We’ve come across two articles this morning discussing how retailers will have huge sales this month to lessen the impact of what might be one of the worst holiday seasons ever. A shocker. We know.

In both reports, analysts are saying that the likelihood is dim that these discounts will improve the retail landscape. More store closures and bankruptcies are forecast.

“I’m not optimistic,” Michael Niemira, the International Council of Shopping Centers’ chief economist told the Detroit News. Well, few people are nowadays.

But the article did have one bright spot. Apparently, sales at Mall of America were up 2% this year.

Will discounts by the major chains bring similar results and give companies a boost? Or is discounting a bad idea that can only hurt margins?


6 Responses to “Can Deep Discounts Save Retailers?”

  1. 1 deborah January 5, 2009 at 10:52 am

    NO! This will never be enough. We are in for many more closings and bankruptcies in 2000 and 2010 as well. Yes, retailers ‘over’ expanded cutting into their own markets but the government, together with our private banking industries, have created a landslide that is far from over.

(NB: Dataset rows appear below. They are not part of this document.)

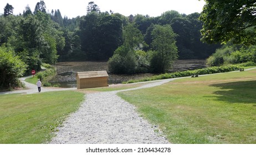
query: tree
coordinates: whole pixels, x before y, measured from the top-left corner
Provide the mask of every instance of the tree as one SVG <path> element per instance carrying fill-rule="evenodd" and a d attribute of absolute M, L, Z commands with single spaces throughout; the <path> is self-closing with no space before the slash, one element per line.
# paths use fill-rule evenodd
<path fill-rule="evenodd" d="M 131 24 L 125 28 L 123 38 L 124 45 L 132 50 L 143 48 L 143 46 L 140 46 L 145 44 L 143 40 L 142 34 L 140 30 Z"/>
<path fill-rule="evenodd" d="M 97 32 L 98 59 L 108 60 L 122 43 L 122 21 L 115 16 L 105 16 L 99 21 Z"/>
<path fill-rule="evenodd" d="M 37 2 L 37 4 L 35 5 L 34 14 L 36 14 L 38 11 L 46 13 L 46 6 L 44 1 L 40 1 L 40 2 Z"/>
<path fill-rule="evenodd" d="M 10 14 L 12 14 L 13 13 L 13 9 L 14 8 L 12 7 L 12 5 L 10 5 L 9 4 L 9 3 L 7 3 L 6 4 L 6 6 L 4 8 L 3 16 L 6 17 Z"/>
<path fill-rule="evenodd" d="M 24 17 L 28 16 L 29 14 L 32 14 L 32 11 L 29 6 L 25 7 L 25 11 L 23 11 L 23 16 Z"/>
<path fill-rule="evenodd" d="M 19 84 L 18 78 L 25 73 L 26 65 L 13 50 L 0 46 L 0 87 L 14 87 Z"/>
<path fill-rule="evenodd" d="M 96 13 L 100 12 L 100 8 L 97 4 L 94 3 L 94 2 L 89 2 L 88 6 L 87 6 L 87 13 L 88 13 L 92 12 L 95 12 Z"/>
<path fill-rule="evenodd" d="M 181 14 L 178 12 L 173 10 L 168 11 L 162 14 L 159 18 L 158 23 L 161 25 L 169 24 L 172 19 L 177 17 L 182 17 Z"/>
<path fill-rule="evenodd" d="M 255 1 L 206 0 L 200 17 L 202 40 L 208 43 L 256 43 Z"/>
<path fill-rule="evenodd" d="M 152 46 L 155 51 L 151 60 L 151 66 L 153 72 L 163 73 L 178 57 L 175 44 L 177 35 L 170 25 L 156 25 L 152 32 Z"/>

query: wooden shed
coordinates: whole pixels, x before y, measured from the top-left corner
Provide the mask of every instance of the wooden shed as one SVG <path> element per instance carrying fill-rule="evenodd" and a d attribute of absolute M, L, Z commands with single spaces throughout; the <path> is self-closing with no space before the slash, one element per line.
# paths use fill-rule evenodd
<path fill-rule="evenodd" d="M 78 89 L 108 86 L 109 75 L 106 71 L 85 71 L 76 73 Z"/>

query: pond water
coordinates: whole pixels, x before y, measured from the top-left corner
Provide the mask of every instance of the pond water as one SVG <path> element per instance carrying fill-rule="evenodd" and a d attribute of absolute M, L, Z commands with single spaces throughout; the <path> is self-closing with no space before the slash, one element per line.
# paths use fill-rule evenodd
<path fill-rule="evenodd" d="M 76 61 L 58 63 L 57 76 L 52 82 L 62 87 L 76 87 L 76 74 L 80 71 L 107 70 L 106 62 Z M 206 68 L 204 60 L 177 60 L 168 72 L 194 70 Z M 137 74 L 134 75 L 109 74 L 109 84 L 120 84 L 129 80 L 139 79 L 155 75 L 154 74 Z"/>

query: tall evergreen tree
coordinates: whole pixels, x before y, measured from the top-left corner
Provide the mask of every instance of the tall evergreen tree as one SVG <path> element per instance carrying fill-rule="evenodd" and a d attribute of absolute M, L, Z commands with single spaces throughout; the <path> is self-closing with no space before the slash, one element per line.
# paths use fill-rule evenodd
<path fill-rule="evenodd" d="M 4 17 L 7 17 L 10 14 L 12 14 L 13 13 L 13 8 L 12 5 L 9 4 L 7 3 L 6 6 L 4 8 Z"/>
<path fill-rule="evenodd" d="M 37 14 L 38 11 L 46 13 L 46 6 L 44 1 L 40 1 L 40 2 L 37 2 L 37 4 L 35 5 L 34 14 Z"/>
<path fill-rule="evenodd" d="M 31 11 L 29 6 L 28 5 L 25 7 L 25 10 L 23 11 L 23 16 L 24 17 L 27 17 L 29 14 L 32 14 L 32 11 Z"/>
<path fill-rule="evenodd" d="M 90 2 L 87 6 L 87 13 L 90 13 L 92 12 L 95 12 L 96 13 L 100 13 L 100 8 L 97 4 L 94 3 L 94 2 Z"/>

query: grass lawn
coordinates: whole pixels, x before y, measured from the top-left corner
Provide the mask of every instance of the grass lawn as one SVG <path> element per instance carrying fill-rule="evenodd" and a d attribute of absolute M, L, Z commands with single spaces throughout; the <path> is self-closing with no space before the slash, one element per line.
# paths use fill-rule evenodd
<path fill-rule="evenodd" d="M 28 78 L 25 79 L 25 81 L 27 82 L 29 82 L 32 84 L 35 85 L 37 84 L 37 82 L 38 81 L 38 79 L 37 77 L 30 77 L 30 78 Z"/>
<path fill-rule="evenodd" d="M 44 143 L 84 94 L 75 91 L 0 95 L 0 143 Z"/>
<path fill-rule="evenodd" d="M 173 143 L 256 143 L 256 70 L 120 92 Z"/>

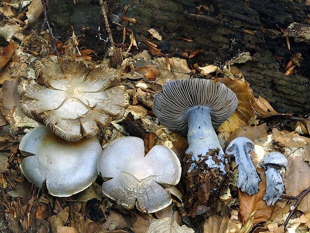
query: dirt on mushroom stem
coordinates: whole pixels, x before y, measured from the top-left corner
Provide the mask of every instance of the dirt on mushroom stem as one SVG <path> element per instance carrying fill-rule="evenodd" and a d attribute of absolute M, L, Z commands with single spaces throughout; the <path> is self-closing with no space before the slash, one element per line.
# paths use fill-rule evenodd
<path fill-rule="evenodd" d="M 210 202 L 218 198 L 226 174 L 220 168 L 223 155 L 220 152 L 219 148 L 209 149 L 206 156 L 198 156 L 198 161 L 192 160 L 192 152 L 186 154 L 182 174 L 187 194 L 184 200 L 186 215 L 194 218 L 208 211 Z M 210 168 L 206 162 L 210 156 L 218 168 Z M 196 166 L 191 168 L 193 163 Z"/>

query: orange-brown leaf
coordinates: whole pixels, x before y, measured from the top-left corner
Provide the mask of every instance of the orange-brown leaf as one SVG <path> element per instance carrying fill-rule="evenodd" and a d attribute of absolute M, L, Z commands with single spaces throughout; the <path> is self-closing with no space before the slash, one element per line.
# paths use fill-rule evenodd
<path fill-rule="evenodd" d="M 0 70 L 8 62 L 16 48 L 17 46 L 14 41 L 11 40 L 10 44 L 0 52 Z"/>
<path fill-rule="evenodd" d="M 243 80 L 235 78 L 232 80 L 229 78 L 218 78 L 216 82 L 220 82 L 234 92 L 238 98 L 238 108 L 236 112 L 238 113 L 241 120 L 246 124 L 254 112 L 252 109 L 250 100 L 254 98 L 252 90 L 248 84 Z"/>

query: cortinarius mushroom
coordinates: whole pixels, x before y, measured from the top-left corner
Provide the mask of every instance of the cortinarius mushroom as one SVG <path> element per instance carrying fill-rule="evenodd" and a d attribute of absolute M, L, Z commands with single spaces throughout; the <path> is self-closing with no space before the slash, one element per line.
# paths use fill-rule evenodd
<path fill-rule="evenodd" d="M 285 193 L 281 168 L 288 166 L 288 160 L 279 152 L 271 152 L 264 156 L 260 165 L 266 170 L 266 188 L 263 200 L 267 206 L 274 204 Z"/>
<path fill-rule="evenodd" d="M 228 160 L 214 128 L 234 112 L 238 100 L 225 85 L 212 80 L 175 80 L 162 89 L 155 96 L 154 113 L 170 130 L 187 134 L 185 210 L 192 216 L 201 214 L 208 210 L 210 193 L 216 196 L 226 174 Z"/>
<path fill-rule="evenodd" d="M 130 209 L 154 212 L 172 201 L 164 188 L 178 184 L 181 165 L 176 154 L 155 146 L 144 156 L 143 140 L 120 138 L 108 144 L 98 160 L 98 172 L 107 180 L 104 193 Z"/>
<path fill-rule="evenodd" d="M 235 156 L 239 172 L 237 187 L 249 195 L 258 192 L 258 184 L 260 182 L 248 154 L 254 150 L 254 143 L 248 138 L 241 136 L 232 140 L 225 152 L 228 156 Z"/>
<path fill-rule="evenodd" d="M 26 156 L 20 164 L 24 176 L 39 188 L 46 184 L 54 196 L 81 192 L 98 176 L 97 160 L 102 148 L 96 137 L 70 142 L 40 126 L 24 136 L 20 150 Z"/>
<path fill-rule="evenodd" d="M 122 117 L 128 106 L 124 87 L 106 90 L 120 76 L 114 69 L 55 56 L 42 61 L 36 76 L 38 83 L 24 80 L 18 86 L 22 110 L 68 141 L 96 136 L 99 128 Z"/>

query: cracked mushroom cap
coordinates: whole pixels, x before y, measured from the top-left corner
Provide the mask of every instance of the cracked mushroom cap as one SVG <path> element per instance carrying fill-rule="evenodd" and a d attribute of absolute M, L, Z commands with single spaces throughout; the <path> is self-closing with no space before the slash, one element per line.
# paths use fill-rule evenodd
<path fill-rule="evenodd" d="M 98 176 L 97 161 L 102 148 L 96 137 L 70 142 L 45 126 L 32 129 L 19 146 L 20 168 L 39 188 L 44 186 L 56 196 L 69 196 L 88 188 Z"/>
<path fill-rule="evenodd" d="M 38 83 L 24 80 L 18 87 L 22 110 L 68 141 L 96 136 L 129 105 L 124 86 L 108 88 L 120 76 L 114 69 L 52 57 L 38 66 L 36 76 Z"/>
<path fill-rule="evenodd" d="M 196 106 L 210 110 L 214 128 L 226 120 L 238 106 L 236 94 L 225 85 L 212 80 L 184 78 L 170 81 L 155 96 L 154 111 L 162 124 L 186 135 L 187 114 Z"/>
<path fill-rule="evenodd" d="M 98 160 L 98 172 L 106 180 L 104 193 L 130 209 L 154 212 L 172 202 L 166 188 L 178 184 L 180 160 L 172 150 L 155 146 L 144 156 L 143 140 L 120 138 L 108 144 Z"/>

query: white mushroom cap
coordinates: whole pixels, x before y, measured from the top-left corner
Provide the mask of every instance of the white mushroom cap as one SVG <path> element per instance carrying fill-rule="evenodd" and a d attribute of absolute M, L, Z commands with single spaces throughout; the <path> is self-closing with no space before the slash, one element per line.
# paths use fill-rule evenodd
<path fill-rule="evenodd" d="M 114 69 L 52 57 L 42 61 L 36 76 L 38 83 L 24 80 L 18 86 L 22 110 L 68 141 L 95 136 L 122 118 L 129 105 L 124 86 L 108 89 L 120 76 Z"/>
<path fill-rule="evenodd" d="M 45 183 L 54 196 L 81 192 L 98 176 L 97 160 L 102 148 L 96 137 L 70 142 L 40 126 L 24 136 L 20 150 L 28 156 L 20 164 L 25 176 L 39 188 Z"/>
<path fill-rule="evenodd" d="M 264 156 L 260 162 L 260 166 L 266 168 L 267 165 L 278 165 L 280 166 L 288 166 L 288 159 L 280 152 L 273 152 Z"/>
<path fill-rule="evenodd" d="M 148 212 L 171 204 L 164 188 L 178 184 L 181 176 L 180 160 L 172 150 L 155 146 L 144 156 L 143 140 L 132 136 L 108 145 L 98 168 L 104 178 L 110 178 L 102 184 L 106 195 L 128 209 L 136 204 L 138 210 Z"/>
<path fill-rule="evenodd" d="M 210 80 L 184 78 L 170 81 L 155 96 L 154 111 L 162 124 L 184 135 L 188 132 L 188 112 L 196 106 L 210 110 L 217 128 L 238 106 L 236 94 L 224 84 Z"/>

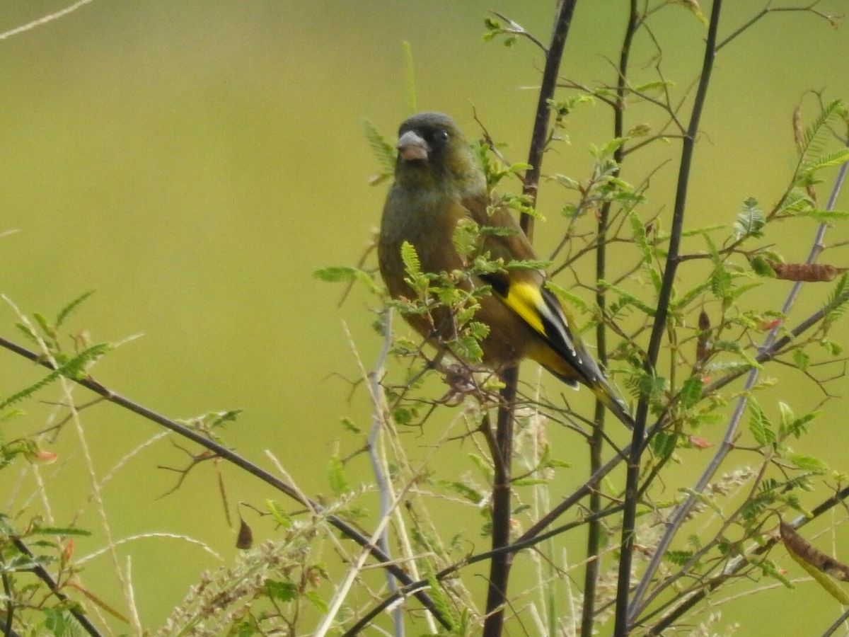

  2. 2 ColnagoMan January 5, 2009 at 2:33 pm

    This is purely anecdotal. But, I decided to do my part to save the economy by going to a suburban Regional Mall January 2nd. It was a zoo. The parking lot was full. People were actually carrying shopping bags. And, there were long waiting lines to make purchases! Dillards’ shoe department said it was the busiest day they had ever experienced. In Men’s suits, the manager said that the sale of suits was setting a one-day record. I made purchases in both areas, and in each case the clerks were apologizing because they had no more sacks. Admittedly, there were very deep markdowns. At any rate, deep discounts are moving merchandise at department stores near me.

  3. 3 MITCHEL January 5, 2009 at 6:05 pm

    The question to ask is if Retailers can discount 50% to 75% to save their month, then we know we are paying too much in the first place if we shop retail.

  4. 4 will January 6, 2009 at 10:51 am

    So, if 160,000 stores closed in 2008, what is the statistical norm, say over the last 5 yrs.?

    How many stores are there, nationwide, in retail inventory?

    Presumably, there is annual inventory change = total new store openings, total store closings due to lease expirations, bankruptcy, early terminations, etc., and new store openings = net change in total stores!

    Does anyone have access to statistically relevant information from which to evaluate the severity of the 2008 numbers and 2009 projections?

    Please provide source of data!

  5. 5 James January 6, 2009 at 4:31 pm

    Deep discounts will only deal with the inventory problem, what will they do for Act II, the replenishment side?? This is not sustainable over the long haul.
    Since I am in a radical mood may I suggest It maybe more efficient to close the store a few days a week, say Sunday and Monday and maybe shorten hours on other days, lower overhead costs, renegotiate the lease, etc. Hunker Down.

  6. 6 RayMan January 16, 2009 at 3:36 pm

    Spot on James! Deep discounting is not a solution. It zaps future demand along with current inventory.

    For obvious reasons, capital flows to businesses with reduced or marginal labor costs. Underemployment is up, but part-timers don’t buy houses. I live in Florida, a state that is 51st out of 50 states plus D.C. when it comes to retirement benefits.

    Look around the office; do you own anything that’s American-made? We’ve lulled ourselves into believing that we could sustain history’s preeminent economy, middling on foreign labor. The only markets that consider “Made in the U.S.” a symbol of quality are Latin American, and most of those now buy Chinese-made goods.

    I recently asked a good friend from Georgia what they manufactured in his state, and after a few seconds of phone silence the reply came back, “peanuts”.